City officials tried to give the Southwest museum a boost a few years
ago, building a light-rail stop at the museum to alleviate parking difficulties.
Still, all parties agree that the status quo can't be the museum's future.
Insect infestations have threatened some artifacts, heavy rains last year
caused water to pour into some of the museum's cramped storage space,
damaging some displays.
Southwest's tower was severely damaged from the 1994 Northridge earthquake
and has never been repaired.
Gray estimated such renovations would cost $35 million to $40 million,
which wouldn't include a marketing program to get more people to visit.
He said there is no money or political will to make that happen.
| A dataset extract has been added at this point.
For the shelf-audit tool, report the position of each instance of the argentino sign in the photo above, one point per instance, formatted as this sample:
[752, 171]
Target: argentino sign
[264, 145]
Instead, the Autry plans to spend $6 million to $10 million to renovate
parts of the building. Meanwhile, its gift shop and a lobby display about
the project will be open on weekends and tours of the conservation work
will be available to museum members.
Those plans haven't eased worries about the building's future. "I
don't want us to lose a cultural landmark that has had a tremendous impact
on our community in terms of education and culture," said Ed Reyes,
a Los Angeles city councilman whose district contains part of the Southwest
Museum's grounds. "I was always under the impression that they were
not going to close it down."
The city has organized a series of public hearings on the museum's future.
Mayor Antonio Villaraigosa said during his election campaign last year
that he wanted the Southwest to stay put, but more recently he hasn't
taken a position.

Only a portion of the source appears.